Rajat Gupta, who founded the Indian School of Business (ISB) in 2001, has stepped down as the school’s chairman as he faces civil charges for insider trading in the United States, the Financial Times reports. The charges against Gupta, the former global head of McKinsey, relate to his relationship with Raj Rajaratnam, head of the New York hedge fund Galleon Group, and the alleged passing of information between them. Gupta has denied any wrongdoing.
“Rajat Gupta has requested the Indian School of Business executive board to relieve him of his board responsibilities till his pending matter with the US SEC is resolved,” the ISB said yesterday.
According to the FT report, ISB’s loyalty to Gupta had increasingly begun to look out of step, given that the former McKinsey managing director had stepped down from boards at companies including Procter & Gamble and American Airlines after the U.S. Securities and Exchange Commission charged him with insider trading earlier this month.
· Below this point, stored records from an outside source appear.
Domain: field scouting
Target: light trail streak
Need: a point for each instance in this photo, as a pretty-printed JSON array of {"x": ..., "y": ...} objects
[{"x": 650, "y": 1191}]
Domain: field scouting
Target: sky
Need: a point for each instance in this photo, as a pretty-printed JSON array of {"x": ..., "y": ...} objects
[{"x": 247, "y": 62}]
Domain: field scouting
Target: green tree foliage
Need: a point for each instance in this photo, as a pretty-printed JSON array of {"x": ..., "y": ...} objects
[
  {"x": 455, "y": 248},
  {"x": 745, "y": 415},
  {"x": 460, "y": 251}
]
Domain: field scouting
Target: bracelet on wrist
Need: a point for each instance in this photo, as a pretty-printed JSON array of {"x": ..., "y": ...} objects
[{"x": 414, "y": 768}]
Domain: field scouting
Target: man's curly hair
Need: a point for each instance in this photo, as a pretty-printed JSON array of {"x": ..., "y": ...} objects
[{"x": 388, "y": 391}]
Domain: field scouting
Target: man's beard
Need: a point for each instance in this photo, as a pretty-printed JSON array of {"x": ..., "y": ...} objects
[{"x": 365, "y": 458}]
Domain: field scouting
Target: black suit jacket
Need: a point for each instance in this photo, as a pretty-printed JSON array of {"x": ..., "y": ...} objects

He had earlier left U.S. banking group Goldman Sachs, the FT added.
Gupta’s departure from the ISB board precedes an April 2nd board meeting, at which a new chairman will be considered. The board includes some of India’s most prominent business people, including business magnate Anil Ambani, bankers Chanda Kochhar and Deepak Parekh and industrialists Rahul Bajaj and Lakshmi Mittal.
Gupta, born in Calcutta and schooled in New Delhi, has been admired for his ascent within McKinsey and for his founding of ISB, which has been the center of a powerful network of top Indian business people and has rapidly climbed rankings of the world’s best business schools, according to the FT.
Until now, ISB stood by Gupta, believing him to be innocent until proven guilty, but the FT called his departure from the board “recognition in India that it may no longer be appropriate for the former consultant to hold high office while he faces the SEC charges.”
Indian institutions have been slower to respond to the crisis surrounding Gupta, and many of his closest associates in India, particularly at McKinsey, remain convinced that he will be vindicated in court, the FT reports. Although as details emerge in the Galleon trial emerge, that mood may be shifting, the paper adds, noting that Gupta’s close associate in India, Anil Kumar, has pleaded guilty to insider trading charges relating to passing information to Rajaratnam.